New School History: The American Race Crisis
In 1964, the New School community was treated to a lecture series featuring a who’s who of civil rights luminaries. Notable figures including Dr. Martin Luther King Jr.; playwright and actor Ossie Davis; James Farmer, national director of the Congress of Racial Equality (CORE); author and screenwriter John O. Killens; and Bayard T. Rustin, deputy director of the March on Washington took part in a special 15-week lecture series called The American Race Crisis. Open to the public as well as students, the lectures covered topics including federally funded housing, job creation, urban renewal, and school desegregation.
How did all these civil rights leaders end up at The New School? It started with the turmoil of the previous year — the 100th anniversary of the Emancipation Proclamation — when many key events in the civil rights struggle took place: the lunch counter sit-ins and boycotts in Alabama, the March on Washington for Jobs and Freedom in August, the bombing of the 16th Street Church in Birmingham that killed four little girls in September.
Daniel S. Anthony, a professor at The New School and the executive director of the Newark Human Rights Commission, was disappointed by the university’s failure to address the significant events unfolding in the United States. He wrote to the dean, William Birenbaum, that he was “somewhat shocked to find so few courses in the 1963 Bulletin relating to the Negro Revolt taking place in America.”
Anthony went on to present an “exciting offer” that would rectify this oversight: the creation of a lecture series exploring these momentous events. He proposed bringing civic leaders, artists, and activists representing a range of viewpoints — from the moderate to the militant — to examine the full spectrum of thought around civil rights issues. Birenbaum welcomed Anthony’s proposal, as it aligned with his attempts to build relationships with the African-American community.
The program opened on February 6, 1964, with a lecture by Dr. Martin Luther King Jr. He set the tone for the series, asking “Why did this revolution occur in 1963?” King pointed to a range of causes: the glacial pace of school desegregation, the failure of both political parties to fulfill their promises, and the inspiring example set by the decolonization efforts underway in Africa and Asia. He argued that it was natural that by 1963 Black people “would rise with the resolution and demand a share of governing power, and living conditions measured by American standards rather than by the standards of colonial impoverishment.”

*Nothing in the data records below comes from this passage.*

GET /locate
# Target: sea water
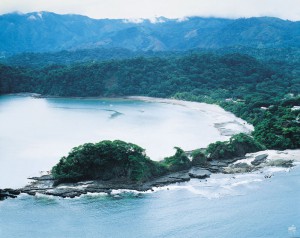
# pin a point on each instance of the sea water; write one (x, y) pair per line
(36, 132)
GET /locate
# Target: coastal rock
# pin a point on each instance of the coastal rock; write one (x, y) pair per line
(281, 163)
(8, 193)
(199, 173)
(259, 159)
(238, 168)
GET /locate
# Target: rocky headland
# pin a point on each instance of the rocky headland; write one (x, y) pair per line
(46, 184)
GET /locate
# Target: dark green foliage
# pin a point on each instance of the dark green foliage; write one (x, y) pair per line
(237, 146)
(177, 162)
(45, 31)
(198, 158)
(107, 160)
(237, 82)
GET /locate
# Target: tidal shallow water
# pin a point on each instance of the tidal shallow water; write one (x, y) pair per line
(245, 206)
(36, 133)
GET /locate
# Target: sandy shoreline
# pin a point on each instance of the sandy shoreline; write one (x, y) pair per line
(227, 125)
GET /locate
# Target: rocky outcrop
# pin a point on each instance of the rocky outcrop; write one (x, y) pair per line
(46, 184)
(259, 159)
(8, 193)
(199, 173)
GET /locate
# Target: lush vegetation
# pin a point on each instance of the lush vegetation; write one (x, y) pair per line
(107, 160)
(237, 146)
(178, 162)
(260, 90)
(127, 162)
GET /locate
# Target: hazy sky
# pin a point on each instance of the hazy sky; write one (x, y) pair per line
(286, 9)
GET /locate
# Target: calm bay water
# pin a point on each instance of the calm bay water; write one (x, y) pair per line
(35, 133)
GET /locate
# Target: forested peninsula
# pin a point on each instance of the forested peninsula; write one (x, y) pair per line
(262, 89)
(260, 86)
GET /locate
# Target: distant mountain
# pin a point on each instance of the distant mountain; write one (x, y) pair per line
(45, 31)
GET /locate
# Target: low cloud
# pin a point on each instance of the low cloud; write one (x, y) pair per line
(288, 9)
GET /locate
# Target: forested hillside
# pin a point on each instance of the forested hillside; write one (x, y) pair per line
(46, 31)
(262, 92)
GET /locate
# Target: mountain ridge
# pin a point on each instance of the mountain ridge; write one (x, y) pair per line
(46, 31)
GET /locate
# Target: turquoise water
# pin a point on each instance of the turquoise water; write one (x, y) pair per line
(35, 133)
(261, 209)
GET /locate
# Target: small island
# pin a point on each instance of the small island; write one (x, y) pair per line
(109, 165)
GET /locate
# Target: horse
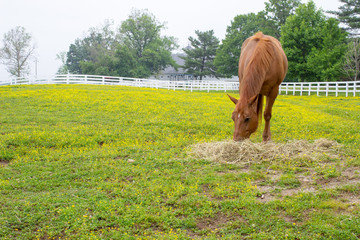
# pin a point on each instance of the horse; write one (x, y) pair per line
(262, 67)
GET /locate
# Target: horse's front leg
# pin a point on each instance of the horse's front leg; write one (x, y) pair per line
(267, 114)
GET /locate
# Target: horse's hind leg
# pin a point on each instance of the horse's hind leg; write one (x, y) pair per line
(267, 114)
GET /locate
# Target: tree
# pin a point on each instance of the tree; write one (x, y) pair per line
(313, 45)
(17, 51)
(140, 33)
(199, 59)
(242, 27)
(349, 14)
(136, 50)
(86, 53)
(277, 11)
(351, 66)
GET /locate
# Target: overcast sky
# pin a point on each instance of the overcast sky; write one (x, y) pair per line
(55, 24)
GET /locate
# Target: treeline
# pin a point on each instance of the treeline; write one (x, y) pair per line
(317, 47)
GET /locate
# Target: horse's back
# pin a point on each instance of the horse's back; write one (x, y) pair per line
(267, 54)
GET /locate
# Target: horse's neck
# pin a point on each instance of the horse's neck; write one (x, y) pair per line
(248, 90)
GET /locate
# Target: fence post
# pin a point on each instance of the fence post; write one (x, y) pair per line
(294, 89)
(355, 83)
(336, 89)
(347, 88)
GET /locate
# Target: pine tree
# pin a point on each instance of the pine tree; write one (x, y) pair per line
(199, 59)
(349, 14)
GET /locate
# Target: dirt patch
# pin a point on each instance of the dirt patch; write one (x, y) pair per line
(247, 152)
(214, 224)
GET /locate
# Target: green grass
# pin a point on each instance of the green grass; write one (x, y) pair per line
(108, 162)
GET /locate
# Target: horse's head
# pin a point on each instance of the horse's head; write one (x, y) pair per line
(245, 117)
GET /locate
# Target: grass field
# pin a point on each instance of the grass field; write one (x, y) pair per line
(108, 162)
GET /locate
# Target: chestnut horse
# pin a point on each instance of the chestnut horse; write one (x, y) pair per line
(262, 68)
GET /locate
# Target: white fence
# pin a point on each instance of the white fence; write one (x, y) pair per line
(319, 88)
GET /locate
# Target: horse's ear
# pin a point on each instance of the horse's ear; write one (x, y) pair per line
(234, 100)
(252, 100)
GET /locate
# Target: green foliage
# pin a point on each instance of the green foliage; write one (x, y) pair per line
(227, 56)
(313, 44)
(137, 50)
(277, 11)
(199, 59)
(349, 14)
(65, 169)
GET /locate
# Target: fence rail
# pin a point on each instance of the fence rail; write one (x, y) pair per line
(288, 88)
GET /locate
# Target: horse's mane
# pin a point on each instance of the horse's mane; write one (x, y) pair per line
(258, 64)
(253, 75)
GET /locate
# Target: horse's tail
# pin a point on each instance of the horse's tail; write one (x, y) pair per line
(260, 108)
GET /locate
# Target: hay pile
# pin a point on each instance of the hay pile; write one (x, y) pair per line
(247, 152)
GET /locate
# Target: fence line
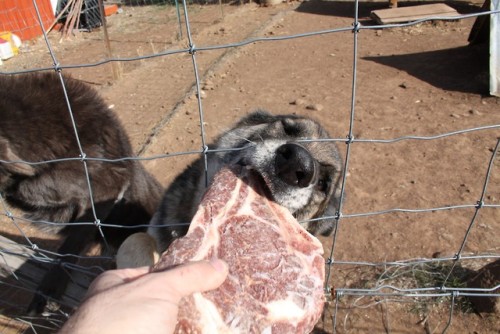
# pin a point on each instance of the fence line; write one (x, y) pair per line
(385, 290)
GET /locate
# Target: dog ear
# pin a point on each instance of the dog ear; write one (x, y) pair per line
(6, 153)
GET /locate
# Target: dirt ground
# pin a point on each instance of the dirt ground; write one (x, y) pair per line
(422, 80)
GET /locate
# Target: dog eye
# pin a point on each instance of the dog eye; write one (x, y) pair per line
(291, 128)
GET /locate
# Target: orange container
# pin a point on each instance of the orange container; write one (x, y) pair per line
(20, 18)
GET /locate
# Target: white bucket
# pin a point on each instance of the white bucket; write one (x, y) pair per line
(6, 51)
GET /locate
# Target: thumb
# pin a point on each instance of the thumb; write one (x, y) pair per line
(198, 276)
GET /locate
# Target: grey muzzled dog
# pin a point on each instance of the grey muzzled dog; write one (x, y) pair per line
(301, 173)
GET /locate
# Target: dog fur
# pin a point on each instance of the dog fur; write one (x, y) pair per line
(301, 175)
(36, 127)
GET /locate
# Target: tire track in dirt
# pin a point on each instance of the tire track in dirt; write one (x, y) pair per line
(147, 98)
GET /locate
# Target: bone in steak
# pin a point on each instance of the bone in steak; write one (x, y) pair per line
(276, 268)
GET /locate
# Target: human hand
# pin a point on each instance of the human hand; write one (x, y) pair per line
(137, 301)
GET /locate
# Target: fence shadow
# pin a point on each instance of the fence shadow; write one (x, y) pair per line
(21, 272)
(439, 68)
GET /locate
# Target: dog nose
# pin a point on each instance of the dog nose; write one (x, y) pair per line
(294, 165)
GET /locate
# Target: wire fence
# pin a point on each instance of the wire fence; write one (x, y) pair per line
(420, 282)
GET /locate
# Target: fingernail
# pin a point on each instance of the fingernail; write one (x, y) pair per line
(219, 265)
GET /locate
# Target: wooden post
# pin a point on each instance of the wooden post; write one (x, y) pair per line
(115, 66)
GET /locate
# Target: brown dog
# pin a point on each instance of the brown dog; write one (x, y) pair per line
(36, 127)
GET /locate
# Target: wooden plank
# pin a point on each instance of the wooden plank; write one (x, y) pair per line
(412, 13)
(495, 49)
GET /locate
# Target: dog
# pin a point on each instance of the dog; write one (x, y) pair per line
(36, 127)
(301, 169)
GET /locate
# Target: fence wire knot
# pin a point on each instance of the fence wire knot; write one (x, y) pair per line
(356, 27)
(57, 68)
(192, 49)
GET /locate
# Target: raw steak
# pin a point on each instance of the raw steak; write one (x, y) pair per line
(276, 268)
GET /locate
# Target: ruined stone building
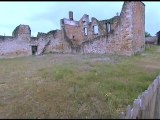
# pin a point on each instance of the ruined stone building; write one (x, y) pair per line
(123, 34)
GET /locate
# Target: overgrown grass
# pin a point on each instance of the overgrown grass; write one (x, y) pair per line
(74, 86)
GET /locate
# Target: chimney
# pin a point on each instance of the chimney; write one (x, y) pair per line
(70, 15)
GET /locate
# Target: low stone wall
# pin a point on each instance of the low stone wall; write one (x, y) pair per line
(147, 105)
(151, 40)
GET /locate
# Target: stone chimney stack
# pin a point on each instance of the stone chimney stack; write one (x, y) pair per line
(70, 15)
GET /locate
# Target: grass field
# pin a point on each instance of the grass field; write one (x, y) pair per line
(74, 86)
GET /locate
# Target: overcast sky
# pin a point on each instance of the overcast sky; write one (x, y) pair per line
(45, 16)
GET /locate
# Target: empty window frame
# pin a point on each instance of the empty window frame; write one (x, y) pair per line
(85, 31)
(95, 29)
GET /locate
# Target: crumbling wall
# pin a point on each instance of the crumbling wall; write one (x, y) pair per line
(13, 47)
(147, 105)
(125, 35)
(22, 32)
(17, 44)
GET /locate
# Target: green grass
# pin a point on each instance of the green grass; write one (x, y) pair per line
(74, 86)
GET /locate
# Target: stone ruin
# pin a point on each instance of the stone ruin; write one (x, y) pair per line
(123, 34)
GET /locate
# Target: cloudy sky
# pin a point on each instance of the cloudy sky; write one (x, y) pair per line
(45, 16)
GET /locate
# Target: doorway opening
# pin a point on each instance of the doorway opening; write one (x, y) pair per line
(34, 49)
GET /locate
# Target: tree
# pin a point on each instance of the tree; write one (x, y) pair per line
(147, 34)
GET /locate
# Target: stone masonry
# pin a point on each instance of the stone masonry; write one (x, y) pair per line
(123, 34)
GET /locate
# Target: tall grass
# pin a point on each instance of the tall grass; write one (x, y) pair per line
(74, 86)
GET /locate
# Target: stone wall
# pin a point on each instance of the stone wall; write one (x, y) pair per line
(17, 44)
(147, 105)
(125, 36)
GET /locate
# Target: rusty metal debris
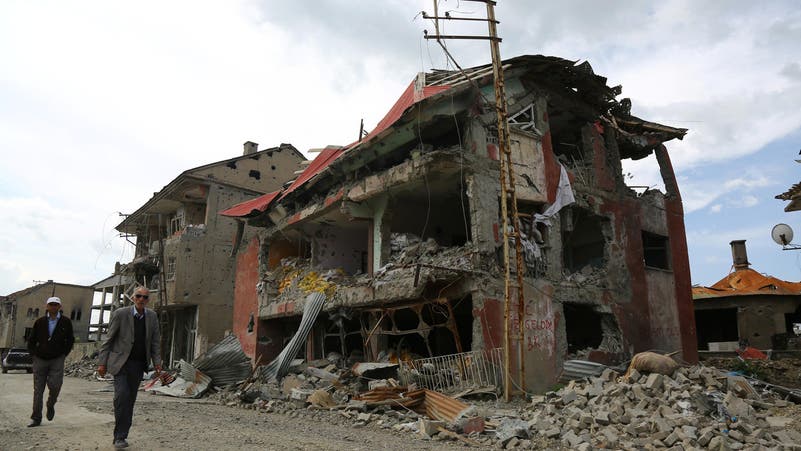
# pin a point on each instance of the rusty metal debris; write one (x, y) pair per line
(476, 370)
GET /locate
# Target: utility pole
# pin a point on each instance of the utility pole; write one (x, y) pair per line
(507, 182)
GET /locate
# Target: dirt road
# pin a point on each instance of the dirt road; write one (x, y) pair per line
(84, 421)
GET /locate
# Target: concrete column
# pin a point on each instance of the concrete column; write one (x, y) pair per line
(380, 231)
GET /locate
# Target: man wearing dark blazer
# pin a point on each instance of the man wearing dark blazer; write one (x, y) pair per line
(132, 341)
(50, 341)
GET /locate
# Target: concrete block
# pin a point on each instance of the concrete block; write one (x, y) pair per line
(611, 438)
(736, 435)
(472, 424)
(671, 439)
(609, 375)
(552, 432)
(428, 428)
(778, 422)
(638, 391)
(571, 438)
(690, 432)
(654, 381)
(718, 443)
(661, 436)
(738, 408)
(601, 418)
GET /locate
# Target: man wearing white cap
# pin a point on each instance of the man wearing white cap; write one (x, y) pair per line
(50, 341)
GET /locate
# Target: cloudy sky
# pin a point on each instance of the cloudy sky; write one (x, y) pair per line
(103, 103)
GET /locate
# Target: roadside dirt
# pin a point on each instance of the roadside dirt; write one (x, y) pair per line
(84, 421)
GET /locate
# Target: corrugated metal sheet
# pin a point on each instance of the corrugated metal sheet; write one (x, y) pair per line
(191, 383)
(225, 363)
(580, 369)
(251, 207)
(747, 282)
(278, 367)
(444, 408)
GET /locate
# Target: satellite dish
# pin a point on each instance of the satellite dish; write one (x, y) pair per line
(782, 234)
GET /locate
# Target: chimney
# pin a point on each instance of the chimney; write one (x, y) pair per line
(250, 147)
(739, 256)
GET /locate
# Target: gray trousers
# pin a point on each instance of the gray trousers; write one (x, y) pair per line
(50, 373)
(126, 386)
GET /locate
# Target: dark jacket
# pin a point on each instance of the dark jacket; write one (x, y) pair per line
(43, 346)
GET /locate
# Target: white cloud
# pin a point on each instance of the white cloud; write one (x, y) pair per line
(104, 103)
(749, 201)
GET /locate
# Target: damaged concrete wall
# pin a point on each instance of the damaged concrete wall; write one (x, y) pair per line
(340, 248)
(759, 318)
(76, 304)
(263, 171)
(246, 304)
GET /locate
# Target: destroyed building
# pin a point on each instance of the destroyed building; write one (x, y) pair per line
(184, 251)
(747, 305)
(402, 230)
(19, 310)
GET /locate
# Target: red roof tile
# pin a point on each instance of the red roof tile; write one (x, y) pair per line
(747, 282)
(251, 207)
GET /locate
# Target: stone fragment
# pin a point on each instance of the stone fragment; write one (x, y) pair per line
(671, 439)
(736, 435)
(601, 418)
(654, 381)
(718, 443)
(569, 396)
(609, 375)
(738, 408)
(552, 432)
(778, 422)
(427, 428)
(571, 438)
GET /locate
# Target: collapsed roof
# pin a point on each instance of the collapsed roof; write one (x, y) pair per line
(422, 111)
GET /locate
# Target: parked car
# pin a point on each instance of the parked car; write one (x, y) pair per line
(18, 359)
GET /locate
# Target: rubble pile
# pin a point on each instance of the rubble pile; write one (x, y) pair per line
(85, 368)
(699, 407)
(696, 408)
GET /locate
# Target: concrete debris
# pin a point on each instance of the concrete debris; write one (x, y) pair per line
(696, 407)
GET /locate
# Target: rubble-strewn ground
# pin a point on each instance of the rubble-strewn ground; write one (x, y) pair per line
(784, 372)
(698, 407)
(84, 422)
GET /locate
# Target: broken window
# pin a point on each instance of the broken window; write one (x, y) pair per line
(436, 207)
(583, 239)
(170, 268)
(176, 222)
(588, 329)
(656, 251)
(716, 325)
(424, 329)
(582, 326)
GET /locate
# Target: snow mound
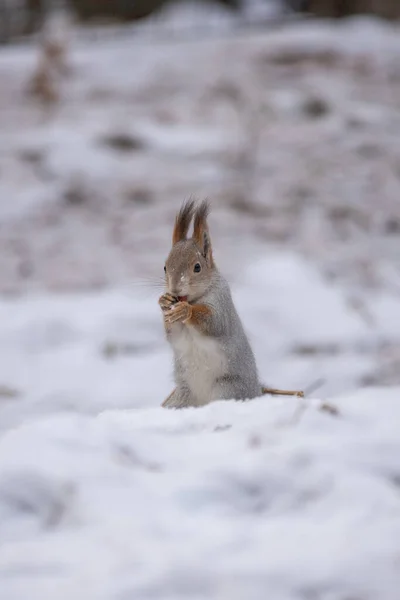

The lecture series could not have been more timely: Just three days before King’s speech, 460,000 Black and Puerto Rican students participated in a one-day boycott targeting the separate and unequal conditions prevailing in the public schools. That protest, one of the largest of the civil rights movement, was led by Brooklyn minister Milton Galamison and organized by Bayard Rustin; both men would participate in the lecture series.
Today the New School Archives and Special Collections maintains a collection of materials from the series, including posters, letters, transcripts, and announcements of the lectures, as well as recordings of the talks. Now anyone with an Internet connection can relive lectures by Dr. King and other prominent figures addressing a pivotal moment in U.S. history.